“这般是哪般?”苏墨掀了掀眼皮问。
李管事心中直叫不好,干脆一把死死捂了连枝的嘴,呵斥道:“死道临头了,还说什么胡话!”
连枝脸色涨红,因她的手被李管事擒住了,就只两只脚还在地上使劲儿蹭着。
李管事眼尖,看见不远处有两三个家丁,叫了人过来,帮着将先连枝押出去再说。
随着他们的走远,连枝的反抗声越来越小,越来越淡,直至众人出了院子,这处再也听不见任何的声音,苏墨才转回身,一抬眼,却又看见姜芜扶着门柱正站在不远处。

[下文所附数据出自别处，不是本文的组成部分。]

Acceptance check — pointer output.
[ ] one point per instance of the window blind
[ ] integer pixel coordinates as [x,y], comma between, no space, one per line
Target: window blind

他不知道她是什么时候醒来的,也不知道她终究在这处站了有多久,又听了有多少,此刻,他只在她的眼底看到了一抹心寒。
不是像她曾第一次见他这般时的惶恐,也不是见他伤了宋吏和赵邢时的绝望,就只简单的像是对他这个人失望到了极处,再也无任何其他。
苏墨道不明地心中一紧,但又很快敛了神色,重新抬步踏上台阶。
他每往前踏一步,姜芜便抿唇往后小退着。
苏墨眼神黯了黯,视线落在她的身侧,看见她那习惯性握紧地双拳时,明知故问地自嘲问:“怕我?”
姜芜身上只一件中衣,许是听见了外边传来的声响后,就起身在那儿站着,现下苏墨走近,她即使垂下眉不自觉往后退着,又还能退哪儿去,后腰抵在桌案上,再也无处可寻。
苏墨见她不答,他也不想同她再这个问题上深究,反正有些话说破了,对他们俩中的谁来说都并无好处。
他取了旁边木架子上的衣衫,披在她身上,眼底故意换上牵强的柔和,“当心着凉。”
苏墨修长手指无意间划过姜芜脖颈间时,姜芜终伸手,握了他的手腕,不想他再动作,小声道:“公子不必的。”
苏墨手一顿,微俯了身,横抱起她,将她放在床上,道:“好,那就再躺下休息会儿。”
他似是看出姜芜又欲说话,又替她再捏了被角,像是有些急迫地起身道:“你先坐着,我去外边看看你的药好了没,龚远方才就跟着大夫出去抓药去了,这会儿定是差不多快好了。”